Use a variable to record the number of days, and a variable to record the day of the week, and then update it by segment.
#include<bits/stdc++.h>
using namespace std;
int m[13]={
0,31,28,31,30,31,30,31,31,30,31,30,31};
int ml[13]={
0,31,29,31,30,31,30,31,31,30,31,30,31};
int main(){
long long ans=0;
int d=1;
int mm=1;
int ye=2000;
int f=6;
int temp=0;
while(!(ye==2020&&mm==10&&d==2)){
ans++;
if(d==1||f==1) ans++;
d++;
f++;
if(f>7) f=1;
if(temp){
if(d>ml[mm]){
d=1;
mm++;
}
}else{
if(d>m[mm]){
d=1;
mm++;
}
}
if(mm>12){
mm=1;
ye++;
}
if(ye==2000||ye==2004||ye==2008||ye==2012||ye==2016||ye==2020){
temp=1;
}else{
temp=0;
}
//cout<<ye<<" "<<mm<<" "<<d<<endl;
}
cout<<ans;
return 0;
}
E
It's a bit uncomfortable. (Looking at the code of the
boss ) Why do we need dfs, because the title says that the light-emitting diode should be continuous.
How to construct a continuum, looking at the 8, we find that a is connected to f and b, f is connected to g, e, and so on.

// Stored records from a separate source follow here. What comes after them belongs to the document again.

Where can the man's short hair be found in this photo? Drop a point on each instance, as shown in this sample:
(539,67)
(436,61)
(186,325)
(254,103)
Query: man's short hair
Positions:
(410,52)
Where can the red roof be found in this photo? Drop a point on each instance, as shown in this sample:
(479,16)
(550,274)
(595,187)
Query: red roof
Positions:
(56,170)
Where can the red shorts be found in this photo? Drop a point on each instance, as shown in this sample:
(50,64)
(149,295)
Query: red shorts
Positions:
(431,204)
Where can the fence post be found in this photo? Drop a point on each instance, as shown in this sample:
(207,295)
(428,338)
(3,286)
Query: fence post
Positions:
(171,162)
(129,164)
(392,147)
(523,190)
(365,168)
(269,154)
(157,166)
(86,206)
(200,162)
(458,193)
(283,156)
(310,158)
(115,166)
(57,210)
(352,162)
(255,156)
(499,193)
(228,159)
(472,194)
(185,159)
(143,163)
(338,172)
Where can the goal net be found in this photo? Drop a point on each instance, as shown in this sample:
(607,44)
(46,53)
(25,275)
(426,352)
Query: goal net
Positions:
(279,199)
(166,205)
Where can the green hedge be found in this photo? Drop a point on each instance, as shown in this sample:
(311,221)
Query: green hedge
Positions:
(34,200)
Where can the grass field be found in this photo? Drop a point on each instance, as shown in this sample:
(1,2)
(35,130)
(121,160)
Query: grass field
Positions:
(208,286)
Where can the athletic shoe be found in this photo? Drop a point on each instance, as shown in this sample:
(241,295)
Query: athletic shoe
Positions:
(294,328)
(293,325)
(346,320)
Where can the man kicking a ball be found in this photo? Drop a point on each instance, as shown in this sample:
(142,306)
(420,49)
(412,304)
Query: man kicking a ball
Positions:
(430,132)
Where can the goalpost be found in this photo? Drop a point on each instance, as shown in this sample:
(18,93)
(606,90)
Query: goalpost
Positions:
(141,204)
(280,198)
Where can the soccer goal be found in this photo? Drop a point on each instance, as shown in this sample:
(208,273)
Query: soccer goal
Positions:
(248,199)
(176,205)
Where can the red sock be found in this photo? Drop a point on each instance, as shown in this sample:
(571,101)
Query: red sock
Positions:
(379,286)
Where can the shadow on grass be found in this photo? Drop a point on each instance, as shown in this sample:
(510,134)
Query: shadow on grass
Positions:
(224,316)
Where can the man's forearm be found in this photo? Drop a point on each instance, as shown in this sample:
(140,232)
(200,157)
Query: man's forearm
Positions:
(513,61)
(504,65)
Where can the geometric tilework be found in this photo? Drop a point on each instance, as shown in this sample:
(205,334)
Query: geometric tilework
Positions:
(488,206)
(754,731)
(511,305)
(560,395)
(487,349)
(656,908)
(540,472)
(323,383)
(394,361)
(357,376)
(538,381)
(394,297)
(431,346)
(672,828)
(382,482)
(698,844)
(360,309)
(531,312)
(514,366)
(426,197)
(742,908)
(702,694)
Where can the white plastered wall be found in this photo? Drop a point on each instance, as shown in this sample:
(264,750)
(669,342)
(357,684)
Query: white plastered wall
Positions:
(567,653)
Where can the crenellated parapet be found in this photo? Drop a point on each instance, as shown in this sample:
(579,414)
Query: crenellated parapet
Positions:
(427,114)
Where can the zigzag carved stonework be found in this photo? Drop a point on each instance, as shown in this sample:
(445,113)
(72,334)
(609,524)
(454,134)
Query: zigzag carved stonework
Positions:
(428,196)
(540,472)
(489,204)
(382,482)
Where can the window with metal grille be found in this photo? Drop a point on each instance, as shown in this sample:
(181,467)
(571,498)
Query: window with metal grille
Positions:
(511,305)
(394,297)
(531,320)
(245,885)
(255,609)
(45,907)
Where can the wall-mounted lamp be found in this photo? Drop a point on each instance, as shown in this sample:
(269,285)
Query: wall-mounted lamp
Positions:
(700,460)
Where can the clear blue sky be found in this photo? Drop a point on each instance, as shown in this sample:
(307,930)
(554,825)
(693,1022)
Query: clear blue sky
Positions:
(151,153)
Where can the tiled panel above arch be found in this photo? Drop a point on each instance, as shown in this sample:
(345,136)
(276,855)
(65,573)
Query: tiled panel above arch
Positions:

Then use the array to save, you will find a problem, that is, b can go to c, and g can go to c. If it is suitable for direct search, we use a # to supplement this position, which means that this is a road that has no letters but can be passed. When searching for elements, you can judge #, and then splice.
The rest is nothing, enumerate each position, then search, sort first, and then use set to duplicate it.
#include<bits/stdc++.h>
using namespace std;
char str[8][8]={
{
'a','b','#'},{
'f','g','c'},{
'#','e','d'}
};
int dir[4][2]={
{
-1,0},{
0,-1},{
1,0},{
0,1}
};
int vis[8][8];
set<string> se;
string qsort(string s){
char p[10];
memset(p,'#',sizeof(p));
int n=0;
int len=s.size();
for(int i=0;i<len;i++){
if(s[i]!='#'){
p[n++]=s[i];
}
}
sort(p,p+n);
string qq;
for(int i=0;i<n;i++){
qq+=p[i];
}
return qq;
}
bool judge(int x,int y){
if(x>=0&&y>=0&&x<3&&y<3&&!vis[x][y]) return 1;
return 0;
}
void dfs(int x,int y,string t){
vis[x][y]=1;
for(int i=0;i<4;i++){
int xx=x+dir[i][0];
int yy=y+dir[i][1];
if(judge(xx,yy)){
string tem=qsort(t+str[xx][yy]);
se.insert(tem);
vis[xx][yy]=1;
dfs(xx,yy,tem);
vis[xx][yy]=0;
}
}
return ;
}
int main(){
for(int i=0;i<3;i++){
for(int j=0;j<3;j++){
if(str[i][j]!='#'){
string s;
s+=str[i][j];
string q=qsort(s);
se.insert(q);
memset(vis,0,sizeof(vis));
dfs(i,j,q);
}
}
}
cout<<se.size();
return 0;
}
Answer:
(1) 624
(2) 2481215
(3) 761
(4) 8879
(5) 80
Supplement after the program questions.